I'm using "classic VAs". I read that VBOs need OpenGL 1.5 so I decided not to use it(or, not to use it as main method) as this is just 2D engine for 2D games which should run even on older machines. Yeah, the particle system with 20k paticles runs at only about 8 fps currently, but that much particles will never be used in game.
Why its not recommended in OpenTK? Its because of c#?
About display lists, how should I do that? The only way I see is to rebuild all lists everytime when particles get moved.
Thanks for suggestions :)

the Fiddler's picture

When using VAs, it is your responsibility to keep the data pointers intact for as long as you are using the VA. This is no simple task in an environment with a compacting GC like .Net - unless you are taking precautions, your app will start displaying garbage or crash after a variable period of time (it depends on the runtime, the number of cores in your machine and the memory pressure).

VBOs do not suffer from this issue. Geforce FX and higher have 1.5 compliant drivers, so you can just go ahead and use VBOs. You'll need to work a little more in order to support older cars: you could use the ARB VBO extensions in GL.Arb, and fall back to display lists / immediate mode if these features are not supported.

Edit: Check this pdf for VBO support on older cards: http://www.g-truc.net/article/vbo-en.pdf

It looks like VBOs are supported from Riva TNT 1 and up (should be old enough for ya!), in one form or another.

objarni's picture

Fiddler: maybe my "not recommended" is too weak? you also have to use "pinning" (or what it is called) to actually make the program semantically correct/stable to use VAs in OpenTK, right?

But when you do use VAs (with pinning), it is really slow, right?

It would be really nice if IntelliSense told users that DrawArrays etc. is not the recommended way ( unless it's via VBO's ). This will bite lots of beginners of OpenTK since VAs are immensely popular, since it's really fast and easy to use in C/C++.

the Fiddler's picture

Yeah, it's an understatement. VAs are pretty much forbidden in .Net, for the very reason you mentioned (they require long-term pinning which will kill GC performance).

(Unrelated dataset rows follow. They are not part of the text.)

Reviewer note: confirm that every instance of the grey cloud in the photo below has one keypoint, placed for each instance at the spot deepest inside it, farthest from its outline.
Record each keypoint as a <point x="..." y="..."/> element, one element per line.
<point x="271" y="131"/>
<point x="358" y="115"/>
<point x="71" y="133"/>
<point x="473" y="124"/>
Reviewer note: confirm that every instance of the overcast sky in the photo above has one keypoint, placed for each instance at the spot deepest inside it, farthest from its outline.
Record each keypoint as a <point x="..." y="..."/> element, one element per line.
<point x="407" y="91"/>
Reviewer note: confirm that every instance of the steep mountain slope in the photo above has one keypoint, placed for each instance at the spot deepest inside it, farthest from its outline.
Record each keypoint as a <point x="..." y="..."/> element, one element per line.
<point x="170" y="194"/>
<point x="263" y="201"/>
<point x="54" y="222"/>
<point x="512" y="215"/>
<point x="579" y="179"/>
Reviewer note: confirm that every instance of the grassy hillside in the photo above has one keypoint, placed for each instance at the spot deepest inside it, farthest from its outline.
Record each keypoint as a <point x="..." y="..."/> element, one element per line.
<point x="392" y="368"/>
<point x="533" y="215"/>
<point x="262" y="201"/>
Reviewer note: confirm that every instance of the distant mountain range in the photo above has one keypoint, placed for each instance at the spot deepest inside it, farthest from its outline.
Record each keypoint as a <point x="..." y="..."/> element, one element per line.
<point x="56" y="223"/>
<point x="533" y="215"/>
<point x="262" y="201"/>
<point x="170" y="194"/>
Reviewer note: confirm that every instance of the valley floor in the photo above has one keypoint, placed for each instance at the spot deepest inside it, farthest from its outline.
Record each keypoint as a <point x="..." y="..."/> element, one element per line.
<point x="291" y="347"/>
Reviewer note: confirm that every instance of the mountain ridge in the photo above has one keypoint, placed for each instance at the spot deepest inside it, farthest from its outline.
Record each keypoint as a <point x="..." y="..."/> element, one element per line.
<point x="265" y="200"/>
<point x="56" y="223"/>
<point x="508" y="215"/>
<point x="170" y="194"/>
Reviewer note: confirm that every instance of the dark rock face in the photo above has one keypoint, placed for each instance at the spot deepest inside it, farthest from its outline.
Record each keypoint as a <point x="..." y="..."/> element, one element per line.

I'm working on a system that will allow us to add comments to specific OpenGL functions. It requires some rather extensive modifications to the generator however, and I don't have the time for that right now. I'll add a comment by hand for the time being, warning users on the pitfalls.

lubos's picture

Update! I finally managed to sit down and code :) It's 1:13 AM and drawing is now done using VBOs :P As a next step I decided to clean code a bit before I start with point-sprites.